Горючие слезы потекли из очей Франца, но они тут же высохли. В порыве страстной надежды и гордости будущего артиста-чародея, уставившись в мертвенно бледное лицо покойника, его глаза загорелись каким-то дьявольским блеском. Мы не в силах описать того, что последовало вслед за соблюдением юридических формальностей. Поскольку старый учитель предусмотрительно оставил еще одно пись– мо, адресованное властям, в протоколе записали: «самоубийство по непонятным причинам», после чего следователь и полицейские удалились, оставив осиротевшего наследника наедине с бренным телом, в котором еще недавно горел огонь жизни.

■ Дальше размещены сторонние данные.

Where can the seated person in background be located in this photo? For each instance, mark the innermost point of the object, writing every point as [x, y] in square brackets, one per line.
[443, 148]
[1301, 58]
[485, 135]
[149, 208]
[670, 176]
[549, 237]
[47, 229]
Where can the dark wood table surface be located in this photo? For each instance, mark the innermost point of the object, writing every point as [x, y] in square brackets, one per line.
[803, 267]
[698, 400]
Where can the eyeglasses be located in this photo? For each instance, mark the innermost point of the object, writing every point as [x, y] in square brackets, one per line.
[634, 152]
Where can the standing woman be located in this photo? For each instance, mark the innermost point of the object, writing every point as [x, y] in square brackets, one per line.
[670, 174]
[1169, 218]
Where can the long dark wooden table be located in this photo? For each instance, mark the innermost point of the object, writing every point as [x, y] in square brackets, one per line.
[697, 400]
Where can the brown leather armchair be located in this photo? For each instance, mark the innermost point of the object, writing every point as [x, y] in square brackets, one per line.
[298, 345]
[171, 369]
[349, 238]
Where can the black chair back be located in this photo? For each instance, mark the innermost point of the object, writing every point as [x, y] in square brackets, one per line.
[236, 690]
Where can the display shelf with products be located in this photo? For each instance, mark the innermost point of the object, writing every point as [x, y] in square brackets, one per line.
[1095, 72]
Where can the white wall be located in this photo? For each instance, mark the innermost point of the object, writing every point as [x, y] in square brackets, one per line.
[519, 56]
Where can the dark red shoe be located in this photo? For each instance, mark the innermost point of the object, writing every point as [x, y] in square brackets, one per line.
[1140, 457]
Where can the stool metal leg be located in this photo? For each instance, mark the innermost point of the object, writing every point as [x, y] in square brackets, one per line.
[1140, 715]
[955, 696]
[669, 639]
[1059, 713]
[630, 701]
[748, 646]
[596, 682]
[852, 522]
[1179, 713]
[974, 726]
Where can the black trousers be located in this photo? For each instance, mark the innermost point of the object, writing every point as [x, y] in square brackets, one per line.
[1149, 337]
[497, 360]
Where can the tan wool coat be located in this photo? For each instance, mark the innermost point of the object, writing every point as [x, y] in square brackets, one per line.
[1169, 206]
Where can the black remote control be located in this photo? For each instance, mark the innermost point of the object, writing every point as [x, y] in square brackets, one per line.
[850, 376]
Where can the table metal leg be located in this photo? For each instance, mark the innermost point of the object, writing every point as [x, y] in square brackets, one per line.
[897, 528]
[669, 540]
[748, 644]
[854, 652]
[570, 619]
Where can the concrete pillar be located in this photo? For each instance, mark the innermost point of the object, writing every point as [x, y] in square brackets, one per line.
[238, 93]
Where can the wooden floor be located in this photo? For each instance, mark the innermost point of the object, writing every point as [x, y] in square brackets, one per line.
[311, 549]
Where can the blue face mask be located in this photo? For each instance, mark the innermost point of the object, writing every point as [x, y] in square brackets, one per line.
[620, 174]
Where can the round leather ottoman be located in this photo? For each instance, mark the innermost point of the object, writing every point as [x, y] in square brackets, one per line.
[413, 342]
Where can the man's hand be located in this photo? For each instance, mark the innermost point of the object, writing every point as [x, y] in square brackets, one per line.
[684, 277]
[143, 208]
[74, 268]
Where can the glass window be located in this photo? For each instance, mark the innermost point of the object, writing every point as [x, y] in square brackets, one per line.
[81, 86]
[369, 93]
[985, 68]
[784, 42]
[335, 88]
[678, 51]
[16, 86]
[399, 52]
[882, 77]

Прошло около двух недель с этого дня, прежде чем со скрипки смахнули пыль и натянули на ней четыре новые струны. Франц боялся даже взглянуть на них. Он попробовал что-то сыграть, но смычок задрожал, словно кинжал в руке у новоиспеченного разбойника. И тогда он решил не прикасаться к скрипке до тех пор, пока ему не представится случай вступить в состязание с Паганини и, может быть, даже его превзойти.
Тем временем знаменитый скрипач, покинув Париж, давал концерты в Бельгии, в одном старом фламандском городе.
V
Однажды вечером, когда Паганини сидел в ресторане гостиницы, где он остановился, окруженный толпой своих почитателей, молодой человек с пристальным взглядом вручил ему визитную карточку, на которой карандашом было написано несколько слов.
Устремив на незваного гостя свой взор, выдержать который могли немногие, он встретился с таким же спокойным и решительным взглядом, как и его собственный, и, едва заметно кивнув, сухо произнес: «Как вам угодно, сэр. Назначьте вечер, я к вашим услугам».
На другое утро горожане с удивлением увидели, что на каждом углу расклеены объявления такого содержания:
«Вечером такого-то числа в помещении такого-то театра перед публикой впервые выступит Франц Стенио, который приехал специаль– но для того, чтобы бросить вызов всемирно известному Паганини и провести с ним дуэль на скрипках. Он намерен посостязаться с великим «виртуозом» в исполнении самого сложного из его сочинений. Франц Стенио сыграет «Каприз-фантазию» Паганини, имеющую также другое название – «Ведьмы». Великий музыкант принял вызов.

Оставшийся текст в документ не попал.